There are the folks who write YAML, and then there are the folks required to parse it. Let me assure you that the former is more natural than the latter. YAML, which stands for YAML Ain’t Markup Language, is a tricky syntax which promotes itself as a human-friendly data serialization standard for all programming languages.
What makes YAML tricky? The first audience for YAML is humans, not computers. The syntax aims to support constructs that can be hell to program for, with my favorite example being values that can either be a single value or an array across documents. The ambiguity of the syntax has spurred on multiple “YAML sucks” factions all over the world.
While the syntax can cause headaches, I still like YAML. YAML serves its purpose well in simple scenarios.
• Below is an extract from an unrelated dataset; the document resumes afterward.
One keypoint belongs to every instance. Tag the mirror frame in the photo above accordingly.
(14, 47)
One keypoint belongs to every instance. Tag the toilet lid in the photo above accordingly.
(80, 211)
This blog contains all post metadata in a terse front matter block.
In this post, you’ll see how we can use YAML.NET and Markdig to parse a blog post’s front matter.
Getting Started
We’ll first need to install two packages: YAML.NET and Markdig.
$> dotnet add package YamlDotNet
$> dotnet add package Markdig
We will use Markdig to parse our blog posts, although we could also parse our files based on the standard convention of ---
separators and forgo Markdig altogether. For this post, we’ll use it to handle slight discrepancies that might creep in between files.
The Front Matter
Jekyll powers this blog, a blog engine written in Ruby. It has a flexible front matter format that can adapt to the needs of the author and the theme applied to the blog. This blog post’s front matter looks something like this.
---
layout: post
title: "Parse Markdown Front Matter With C#"
tags: dotnet
image: /assets/images/posts/misc/parse-frontmatter.jpg
image_credit_name: Ben Sweet
image_credit_url: https://unsplash.com/@benjaminsweet
image_alt: Man standing in dark room blue light
---
We represent all the values as string
values, including the tags
(a particular quirk of a paging plugin).
The C# Code
The first step we need to take is to create a class that represents our blog’s front matter. Note that many blogs will have different keys, and could vary from this example.
public class BlogFrontMatter
{
[YamlMember(Alias = "tags")]
public string Tags { get; set; }
[YamlMember(Alias = "title")]
public string Title { get; set; }
[YamlMember(Alias = "image")]
public string Image { get; set; }
[YamlMember(Alias = "image_credit_name")]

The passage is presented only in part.